I left Boston with a cat, an attitude and not much else in a top-of-the-line used luxury car and in the blink of an eye had lost my cat and attitude and was taken to the heights of helplessness and hysteria by what seemed continual tire blowouts. (Life lesson No. 1, I guess, would be that cheap tires are not worth it. At all. Don’t keep replacing cheap tires with other cheap tires.)

How not to choose a workplace

My very presence was a mistake, a very literal mistake. Upon graduating journalism school in Boston, I decided I could get a job at a daily newspaper — look it up, kids — by playing the odds. The theory: If I applied to every daily in a specific place, surely one would come through and offer me a job. That’s pretty idiotic, but I figured out a way to make it even stupider by, I am not kidding, applying to every daily newspaper in Delaware. I didn’t want to be there, but it’s a very small state, and that meant less work applying.

It was an astonishingly whimsical notion for an era when it actually cost postage to send a resume, but it shows I was willing to go literally anywhere for a job, because starting my career was all that mattered.

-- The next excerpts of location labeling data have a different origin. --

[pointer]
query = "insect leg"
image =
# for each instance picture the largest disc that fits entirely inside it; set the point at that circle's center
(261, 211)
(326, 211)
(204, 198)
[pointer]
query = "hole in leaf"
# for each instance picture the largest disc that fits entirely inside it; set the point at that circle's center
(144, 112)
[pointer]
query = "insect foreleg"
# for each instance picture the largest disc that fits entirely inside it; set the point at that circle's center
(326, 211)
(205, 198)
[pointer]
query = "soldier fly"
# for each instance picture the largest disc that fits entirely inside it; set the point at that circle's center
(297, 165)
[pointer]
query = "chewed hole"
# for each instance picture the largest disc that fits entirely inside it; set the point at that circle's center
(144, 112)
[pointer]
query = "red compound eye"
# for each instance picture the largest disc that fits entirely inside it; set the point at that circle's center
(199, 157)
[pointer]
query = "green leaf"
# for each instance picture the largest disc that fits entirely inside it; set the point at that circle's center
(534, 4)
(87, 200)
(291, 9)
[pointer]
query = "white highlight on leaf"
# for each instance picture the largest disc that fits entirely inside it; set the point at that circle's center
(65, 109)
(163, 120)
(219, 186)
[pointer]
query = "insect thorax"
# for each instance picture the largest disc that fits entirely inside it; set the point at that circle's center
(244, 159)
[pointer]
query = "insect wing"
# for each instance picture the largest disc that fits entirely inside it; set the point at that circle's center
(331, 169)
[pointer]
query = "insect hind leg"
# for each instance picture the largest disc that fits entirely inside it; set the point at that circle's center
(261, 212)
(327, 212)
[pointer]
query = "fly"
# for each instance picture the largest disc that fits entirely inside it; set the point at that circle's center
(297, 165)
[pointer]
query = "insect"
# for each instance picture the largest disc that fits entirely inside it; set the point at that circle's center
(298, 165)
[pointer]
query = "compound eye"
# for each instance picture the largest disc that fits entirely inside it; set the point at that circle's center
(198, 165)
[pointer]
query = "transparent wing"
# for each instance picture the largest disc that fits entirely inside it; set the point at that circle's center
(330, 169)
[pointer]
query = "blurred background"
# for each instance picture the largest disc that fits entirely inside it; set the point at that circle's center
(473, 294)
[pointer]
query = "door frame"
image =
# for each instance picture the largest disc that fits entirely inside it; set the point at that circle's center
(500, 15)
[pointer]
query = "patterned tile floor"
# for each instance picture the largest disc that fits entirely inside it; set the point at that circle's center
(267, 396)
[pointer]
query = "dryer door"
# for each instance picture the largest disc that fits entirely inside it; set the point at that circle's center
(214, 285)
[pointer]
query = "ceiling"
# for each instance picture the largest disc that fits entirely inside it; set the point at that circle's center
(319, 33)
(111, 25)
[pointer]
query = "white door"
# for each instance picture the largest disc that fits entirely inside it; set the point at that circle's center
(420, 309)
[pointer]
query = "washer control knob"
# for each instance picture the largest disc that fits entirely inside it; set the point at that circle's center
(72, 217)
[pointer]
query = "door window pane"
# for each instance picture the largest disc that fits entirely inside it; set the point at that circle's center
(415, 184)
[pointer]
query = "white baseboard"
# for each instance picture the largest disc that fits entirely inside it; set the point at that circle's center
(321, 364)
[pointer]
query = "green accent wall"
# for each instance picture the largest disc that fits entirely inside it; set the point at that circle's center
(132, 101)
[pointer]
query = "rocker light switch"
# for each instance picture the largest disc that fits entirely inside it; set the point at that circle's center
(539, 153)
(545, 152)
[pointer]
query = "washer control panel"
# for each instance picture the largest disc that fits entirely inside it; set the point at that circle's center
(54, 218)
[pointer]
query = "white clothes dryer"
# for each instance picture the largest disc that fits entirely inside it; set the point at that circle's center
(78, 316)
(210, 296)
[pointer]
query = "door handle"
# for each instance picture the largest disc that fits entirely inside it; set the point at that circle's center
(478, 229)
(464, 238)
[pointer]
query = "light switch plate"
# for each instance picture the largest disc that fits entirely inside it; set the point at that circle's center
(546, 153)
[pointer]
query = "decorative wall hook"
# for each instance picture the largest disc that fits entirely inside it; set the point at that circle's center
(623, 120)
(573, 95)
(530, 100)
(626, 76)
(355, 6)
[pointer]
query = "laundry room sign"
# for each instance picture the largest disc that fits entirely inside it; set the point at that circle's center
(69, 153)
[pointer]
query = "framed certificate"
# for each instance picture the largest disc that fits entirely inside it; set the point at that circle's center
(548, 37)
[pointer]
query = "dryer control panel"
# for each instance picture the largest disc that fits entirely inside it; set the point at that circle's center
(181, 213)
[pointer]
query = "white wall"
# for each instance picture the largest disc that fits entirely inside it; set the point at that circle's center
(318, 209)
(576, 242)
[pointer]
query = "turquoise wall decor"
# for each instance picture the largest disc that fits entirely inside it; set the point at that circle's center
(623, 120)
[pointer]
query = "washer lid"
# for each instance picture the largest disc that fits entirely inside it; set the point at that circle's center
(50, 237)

When Delaware failed, somehow, I sent resumes to every daily newspaper in Broward County, Fla., which was especially appealing to me for its crime, corruption, sleaze and silliness. At the time, rap group the 2 Live Crew was not only banned there, but arrested on obscenity charges while performing there. Immediately afterward the county became known as, um, a flashpoint in the banning of thong bikinis from state beaches. For obvious reasons, I was thrilled to be hired by a newspaper near all the action and even more stoked to be the only one among the journalism grads to get a job at a daily right out of school, especially in such a bad economy. (Who knew? Every factor in this story is worse now.) I bought that car and drove down.

Much to my surprise, I learned while mapping my trip that the newspaper that hired me wasn’t in Broward County. It got added to my list, apparently, by mistake.

And that’s why I was in such trouble there. I didn’t check my facts.

How not to keep a job

The reason the paper had to run so many corrections for my stories wasn’t just that I was arrogant. Mainly it was that I was shy. I couldn’t take notes quickly enough to keep up with what people were saying and I was embarrassed to ask them to slow down, repeat themselves or clarify later. It didn’t help that failure compounded failure and I went through each workday with a searing bubble of panic in my chest. It’s hard to concentrate when you’re scared and nauseated, and that made me even sloppier.

I am to blame for this. My lack of rigor resulted from sticking so close to my tiny college campus, the little life I knew so well, instead of fighting for internships and freelance jobs that would have revealed my weaknesses and forced me to deal with them. I could have apprenticed myself to professionals who wouldn’t brook the amateurishness, but instead I clung to peers who knew no more than I did and teachers who gave me grades I could shrug off, not paychecks I needed to cash.

First the Florida paper told me I was in a trial period and technically didn’t have a job. Then I was told the trial was extended a month. Then I was told I wasn’t getting the job. I was happy to hear it because it meant I could run away, even though at the end — feeling much less pressure — I got over myself and did better in my work.

I had gone to Florida thinking I could leave behind my culture, friends, girlfriend and family to launch a brilliant career, but I failed at all of it. I fled back to Boston, to all those people and to start my career completely over, and strangely, much of that career has been as a copy editor obsessed with the most niggling details of reporting the news.

Lessons, kids? Well, first there’s that bit about cheap tires. But more important is that when you get that first job, the only thing that counts is doing it well. You may have to get over yourself, or your fears. And if you’re still in college, get off campus and start your career before you have to.

Also, family and friends count for more than you’d think, which is another lesson you’d learn from a lot of those movies I mentioned. My four months of failure has saved you 64 films worth of weeping.